Decentralized learning is widely employed for collaboratively training models using distributed data over wireless networks. Existing decentralized learning methods primarily focus on training single-modal networks. For the decentralized multi-modal learning (DMML), the modality heterogeneity and the non-independent and non-identically distributed (non-IID) data across devices make it difficult for the training model to capture the correlated features across different modalities. Moreover, modality competition can result in training imbalance among different modalities, which can significantly impact the performance of DMML. To improve the training performance in the presence of non-IID data and modality heterogeneity, we propose a novel DMML with knowledge distillation (DMML-KD) framework, which decomposes the extracted feature into the modality-common and the modality-specific components. In the proposed DMML-KD, a generator is applied to learn the global conditional distribution of the modality-common features, thereby guiding the modality-common features of different devices towards the same distribution. Meanwhile, we propose to decrease the number of local iterations for the modalities with fast training speed in DMML-KD to address the imbalanced training. We design a balance metric based on the parameter variation to evaluate the training speed of different modalities in DMML-KD. Using this metric, we optimize the number of local iterations for different modalities on each device under the constraint of remaining energy on devices. Experimental results demonstrate that the proposed DMML-KD with training balance can effectively improve the training performance of DMML.

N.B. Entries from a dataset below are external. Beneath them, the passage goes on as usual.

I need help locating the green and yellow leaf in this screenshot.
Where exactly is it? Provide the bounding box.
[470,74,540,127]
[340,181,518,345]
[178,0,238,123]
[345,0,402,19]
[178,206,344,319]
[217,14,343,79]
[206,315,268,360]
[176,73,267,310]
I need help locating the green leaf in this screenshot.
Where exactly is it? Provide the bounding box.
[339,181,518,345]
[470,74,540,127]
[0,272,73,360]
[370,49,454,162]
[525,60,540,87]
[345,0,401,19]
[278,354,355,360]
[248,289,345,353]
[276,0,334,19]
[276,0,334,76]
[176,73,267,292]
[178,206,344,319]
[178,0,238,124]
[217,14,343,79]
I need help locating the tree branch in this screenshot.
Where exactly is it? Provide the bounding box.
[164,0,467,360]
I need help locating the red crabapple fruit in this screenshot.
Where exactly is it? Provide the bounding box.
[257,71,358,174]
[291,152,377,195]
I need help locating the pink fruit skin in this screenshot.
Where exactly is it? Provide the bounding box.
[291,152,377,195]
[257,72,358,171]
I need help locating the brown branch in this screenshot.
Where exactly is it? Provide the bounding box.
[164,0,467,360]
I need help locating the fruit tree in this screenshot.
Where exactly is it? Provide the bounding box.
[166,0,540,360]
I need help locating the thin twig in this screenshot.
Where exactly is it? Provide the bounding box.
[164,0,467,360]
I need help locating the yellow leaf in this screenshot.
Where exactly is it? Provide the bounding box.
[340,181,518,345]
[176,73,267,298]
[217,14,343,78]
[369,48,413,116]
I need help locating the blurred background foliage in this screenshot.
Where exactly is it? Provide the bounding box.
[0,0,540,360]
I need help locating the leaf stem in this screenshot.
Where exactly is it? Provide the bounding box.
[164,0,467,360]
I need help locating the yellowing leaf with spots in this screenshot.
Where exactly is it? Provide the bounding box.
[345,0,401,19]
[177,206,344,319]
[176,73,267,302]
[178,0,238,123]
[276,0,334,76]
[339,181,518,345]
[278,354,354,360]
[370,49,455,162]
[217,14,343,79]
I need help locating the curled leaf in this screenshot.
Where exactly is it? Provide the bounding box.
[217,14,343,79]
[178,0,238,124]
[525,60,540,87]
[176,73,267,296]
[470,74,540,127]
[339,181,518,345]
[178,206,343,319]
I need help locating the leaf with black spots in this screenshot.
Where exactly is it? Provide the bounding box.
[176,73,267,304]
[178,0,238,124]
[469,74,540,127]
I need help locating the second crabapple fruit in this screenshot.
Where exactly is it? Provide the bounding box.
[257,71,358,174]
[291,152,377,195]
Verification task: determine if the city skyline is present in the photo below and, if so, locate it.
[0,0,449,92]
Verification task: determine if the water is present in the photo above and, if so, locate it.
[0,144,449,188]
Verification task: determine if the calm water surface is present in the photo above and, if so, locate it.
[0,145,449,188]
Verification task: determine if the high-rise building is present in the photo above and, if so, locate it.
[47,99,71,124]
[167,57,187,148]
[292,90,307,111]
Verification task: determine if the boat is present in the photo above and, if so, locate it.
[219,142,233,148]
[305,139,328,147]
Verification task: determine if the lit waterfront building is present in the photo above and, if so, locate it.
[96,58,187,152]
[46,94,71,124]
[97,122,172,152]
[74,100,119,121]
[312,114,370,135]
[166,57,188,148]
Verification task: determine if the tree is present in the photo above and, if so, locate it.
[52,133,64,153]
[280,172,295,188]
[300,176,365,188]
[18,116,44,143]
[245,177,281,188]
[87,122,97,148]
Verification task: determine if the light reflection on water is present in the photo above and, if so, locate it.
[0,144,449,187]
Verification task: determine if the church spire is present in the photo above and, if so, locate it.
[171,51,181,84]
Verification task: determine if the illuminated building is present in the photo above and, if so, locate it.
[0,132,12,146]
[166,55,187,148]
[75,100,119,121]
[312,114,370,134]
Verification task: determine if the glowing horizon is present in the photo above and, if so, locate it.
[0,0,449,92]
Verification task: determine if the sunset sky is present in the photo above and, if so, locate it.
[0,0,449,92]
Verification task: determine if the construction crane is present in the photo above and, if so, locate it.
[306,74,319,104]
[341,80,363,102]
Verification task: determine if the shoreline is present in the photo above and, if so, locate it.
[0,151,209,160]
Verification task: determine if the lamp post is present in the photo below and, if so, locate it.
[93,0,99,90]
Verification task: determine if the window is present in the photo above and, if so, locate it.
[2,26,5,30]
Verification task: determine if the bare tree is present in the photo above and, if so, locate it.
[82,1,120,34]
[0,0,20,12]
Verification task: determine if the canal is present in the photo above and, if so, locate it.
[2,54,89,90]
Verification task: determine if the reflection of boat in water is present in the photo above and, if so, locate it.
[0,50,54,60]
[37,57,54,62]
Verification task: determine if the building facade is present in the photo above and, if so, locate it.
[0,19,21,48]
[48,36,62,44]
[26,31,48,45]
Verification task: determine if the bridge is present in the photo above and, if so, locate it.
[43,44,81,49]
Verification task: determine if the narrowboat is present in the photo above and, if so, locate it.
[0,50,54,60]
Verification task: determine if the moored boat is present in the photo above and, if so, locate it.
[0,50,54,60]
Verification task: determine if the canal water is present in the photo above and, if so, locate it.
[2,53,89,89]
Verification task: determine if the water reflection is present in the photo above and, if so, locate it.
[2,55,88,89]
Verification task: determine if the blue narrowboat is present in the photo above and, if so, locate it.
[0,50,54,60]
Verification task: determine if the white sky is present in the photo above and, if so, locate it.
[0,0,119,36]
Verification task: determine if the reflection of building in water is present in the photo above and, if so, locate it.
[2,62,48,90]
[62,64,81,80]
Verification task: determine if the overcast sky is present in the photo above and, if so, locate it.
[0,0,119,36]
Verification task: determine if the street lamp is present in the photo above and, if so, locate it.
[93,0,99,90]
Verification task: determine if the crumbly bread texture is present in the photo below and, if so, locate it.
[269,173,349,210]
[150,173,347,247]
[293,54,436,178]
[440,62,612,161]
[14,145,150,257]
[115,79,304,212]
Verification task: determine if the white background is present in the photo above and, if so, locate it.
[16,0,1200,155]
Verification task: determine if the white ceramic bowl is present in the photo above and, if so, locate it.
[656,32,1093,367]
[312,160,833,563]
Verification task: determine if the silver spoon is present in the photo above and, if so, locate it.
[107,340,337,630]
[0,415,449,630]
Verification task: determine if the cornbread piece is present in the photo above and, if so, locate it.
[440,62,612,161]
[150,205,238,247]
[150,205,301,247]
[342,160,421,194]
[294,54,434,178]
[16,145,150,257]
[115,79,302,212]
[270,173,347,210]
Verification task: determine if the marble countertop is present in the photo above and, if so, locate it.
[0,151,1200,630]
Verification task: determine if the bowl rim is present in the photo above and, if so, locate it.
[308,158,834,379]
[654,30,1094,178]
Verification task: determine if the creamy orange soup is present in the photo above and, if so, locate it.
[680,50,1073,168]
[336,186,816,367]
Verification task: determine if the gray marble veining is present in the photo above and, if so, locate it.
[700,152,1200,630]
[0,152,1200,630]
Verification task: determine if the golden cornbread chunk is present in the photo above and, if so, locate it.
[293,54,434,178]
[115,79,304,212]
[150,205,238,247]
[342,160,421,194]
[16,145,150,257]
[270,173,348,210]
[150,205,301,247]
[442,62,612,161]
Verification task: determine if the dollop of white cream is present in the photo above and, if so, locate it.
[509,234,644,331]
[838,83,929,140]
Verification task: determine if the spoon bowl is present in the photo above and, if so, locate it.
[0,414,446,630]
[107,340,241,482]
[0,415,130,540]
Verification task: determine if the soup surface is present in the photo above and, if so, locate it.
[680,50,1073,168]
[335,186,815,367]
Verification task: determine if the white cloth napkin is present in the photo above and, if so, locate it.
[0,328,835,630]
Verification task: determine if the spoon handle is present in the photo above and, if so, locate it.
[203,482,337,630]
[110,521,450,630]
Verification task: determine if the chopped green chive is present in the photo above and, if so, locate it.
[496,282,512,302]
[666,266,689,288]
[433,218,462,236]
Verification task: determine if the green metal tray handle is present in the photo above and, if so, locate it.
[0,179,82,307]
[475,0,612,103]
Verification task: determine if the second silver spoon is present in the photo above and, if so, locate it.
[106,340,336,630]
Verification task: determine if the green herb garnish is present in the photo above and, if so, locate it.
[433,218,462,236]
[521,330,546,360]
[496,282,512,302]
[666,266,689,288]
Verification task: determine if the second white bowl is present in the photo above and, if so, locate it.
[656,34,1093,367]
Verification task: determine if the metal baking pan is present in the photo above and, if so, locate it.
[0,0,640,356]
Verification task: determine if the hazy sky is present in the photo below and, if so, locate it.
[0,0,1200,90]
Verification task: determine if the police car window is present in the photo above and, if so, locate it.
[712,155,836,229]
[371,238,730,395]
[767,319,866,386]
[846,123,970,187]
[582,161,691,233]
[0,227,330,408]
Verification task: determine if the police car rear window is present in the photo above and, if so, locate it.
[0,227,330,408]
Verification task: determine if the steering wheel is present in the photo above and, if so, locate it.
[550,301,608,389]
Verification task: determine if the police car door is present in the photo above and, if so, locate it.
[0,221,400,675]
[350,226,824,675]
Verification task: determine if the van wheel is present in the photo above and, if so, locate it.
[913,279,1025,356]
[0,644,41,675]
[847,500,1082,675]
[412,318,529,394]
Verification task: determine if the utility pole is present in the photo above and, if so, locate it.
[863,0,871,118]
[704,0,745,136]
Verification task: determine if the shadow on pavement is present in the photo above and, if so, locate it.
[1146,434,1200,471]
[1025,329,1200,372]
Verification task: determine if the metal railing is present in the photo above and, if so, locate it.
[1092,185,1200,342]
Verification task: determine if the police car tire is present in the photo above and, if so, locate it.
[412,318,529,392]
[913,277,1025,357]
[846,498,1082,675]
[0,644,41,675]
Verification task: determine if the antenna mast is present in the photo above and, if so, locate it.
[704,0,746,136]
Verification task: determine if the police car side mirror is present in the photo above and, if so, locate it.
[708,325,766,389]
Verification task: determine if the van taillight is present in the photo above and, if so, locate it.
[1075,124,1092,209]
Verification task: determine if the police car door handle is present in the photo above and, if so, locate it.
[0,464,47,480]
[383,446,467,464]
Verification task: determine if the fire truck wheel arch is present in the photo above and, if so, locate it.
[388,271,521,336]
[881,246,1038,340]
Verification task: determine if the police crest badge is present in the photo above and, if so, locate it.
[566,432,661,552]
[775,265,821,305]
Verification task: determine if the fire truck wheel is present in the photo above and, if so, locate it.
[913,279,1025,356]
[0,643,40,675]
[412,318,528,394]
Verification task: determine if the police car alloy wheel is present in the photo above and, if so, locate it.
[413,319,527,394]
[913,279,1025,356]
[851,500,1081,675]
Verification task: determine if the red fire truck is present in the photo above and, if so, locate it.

翻译：去中心化学习广泛应用于通过无线网络使用分布式数据协同训练模型。现有的去中心化学习方法主要集中于训练单模态网络。对于去中心化多模态学习（DMML），模态异构性以及跨设备间的非独立同分布（non-IID）数据，使得训练模型难以捕获不同模态之间的相关特征。此外，模态竞争可能导致不同模态间的训练不平衡，进而严重影响DMML的性能。为提升在非IID数据和模态异构条件下的训练性能，我们提出了一种结合知识蒸馏的新型DMML框架（DMML-KD），该框架将提取的特征分解为模态共有特征和模态特有特征。在所提出的DMML-KD中，采用生成器学习模态共有特征的全局条件分布，从而引导不同设备的模态共有特征趋向同一分布。同时，我们提出在DMML-KD中减少训练速度较快模态的本地迭代次数，以解决训练不平衡问题。我们设计了一种基于参数变化的平衡度量指标，用于评估DMML-KD中不同模态的训练速度。利用该度量，我们在设备剩余能量约束下，优化每个设备上不同模态的本地迭代次数。实验结果表明，所提出的带训练平衡的DMML-KD能有效提升DMML的训练性能。